Jaron Lanier is a pioneer in the computer field…a true trailblazer. For instance, he helped to create and popularize the field of virtual reality. He is also a renaissance man to boot, as he is accomplished in diverse fields such as mathematics and music. He is an absolute Genius, and I’m capitalizing the word because he deserves it.

I don’t think it exactly counts as an irony (too many people use that word inappropriately – yes, I’m talking to you, Ms. Morissette), but I listened to the unabridged audiobook version of You Are Not a Gadget on my iPod. DOH! Still, the reader was excellent, and I found myself highly engaged in this book. Be warned – it is fairly dense and, like me, you’ll probably read/listen to this and bemoan to yourself, “Oh how I wish that I was as smart as this guy!”

Undoubtedly, the line between us and technology is blurring…as I blog about this, ahem. In this “manifesto,” Lanier, who clearly loves technology overall, expresses concern over “Web 2.0,” or at least how some enthusiasts (or technologists) view it as inherently good. Web 2.0, in brief, includes more recent technologies such as social media/networking, user created content, information sharing, and so on. It is the difference between Encyclopedia Brittanica Online and Wikipedia.

Lanier presents compelling arguments as to why we should be careful about where Web 2.0 is taking us (or we are taking ourselves with it?). Despite his many protestations and caveats, I did get the sense that Lanier has a tinge of that common phenomenon in which the older generation views the newer generation as…I dunno…inferior. “Back in my day, we used dial-up to get onto the Internet, and it would take us 20 minutes to send an email…and WE LIKED IT!!”

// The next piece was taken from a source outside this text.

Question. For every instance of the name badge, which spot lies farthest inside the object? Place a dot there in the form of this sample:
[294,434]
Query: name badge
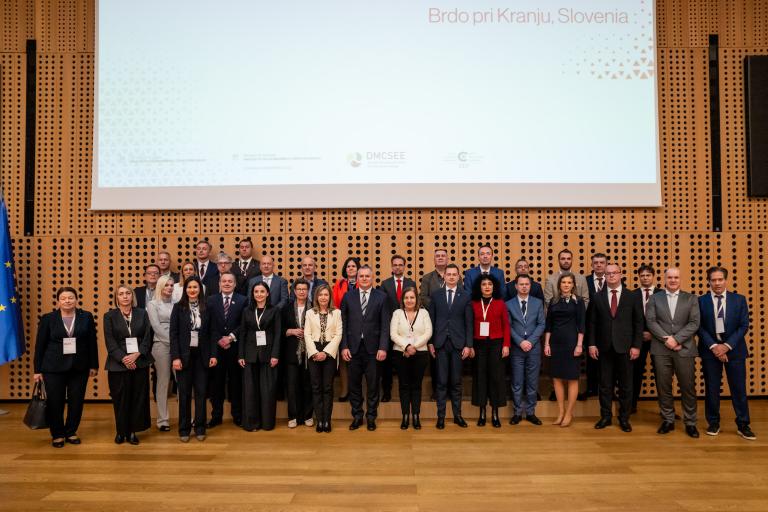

Okay, I’m jesting a bit (my apologies, Jaron!). Lanier understands that people may have perceptions that he is glorifying the past and diminishing aspects of current/emerging technologies. Nonetheless, the fact remains that most of his arguments still have great merit. There are dangers woven into the technologies that we are using.

For instance, I hate to admit this, but I fear my attention span has diminished because of my iPod, iPhone, the Internet, Twitter, Facebook, email, texting, gaming, and so on. Maybe having 2 young kids partly contributes to this drop, but I believe that technology has crept into my life (and the lives of billions of others) and is at least partly to blame.

As I’ve written before, technology isn’t good or bad, it just is. However, unless we are careful…unless we truly step back from technology and ask what whether it is enhancing or diminishing our lives…there is a very real danger that it can make our lives worse and not better. We don’t want to lose the qualities that make us most “human” as we lose ourselves in the technologies that we have created to enhance our lives. Indeed, we are not gadgets, and Lanier is trying to make damn sure that we don’t lose track of this fact as we keep forging ahead at a breakneck pace. I say this as I finish my blog at 12:10 AM on Sunday morning. Hey, I guess this is ironic.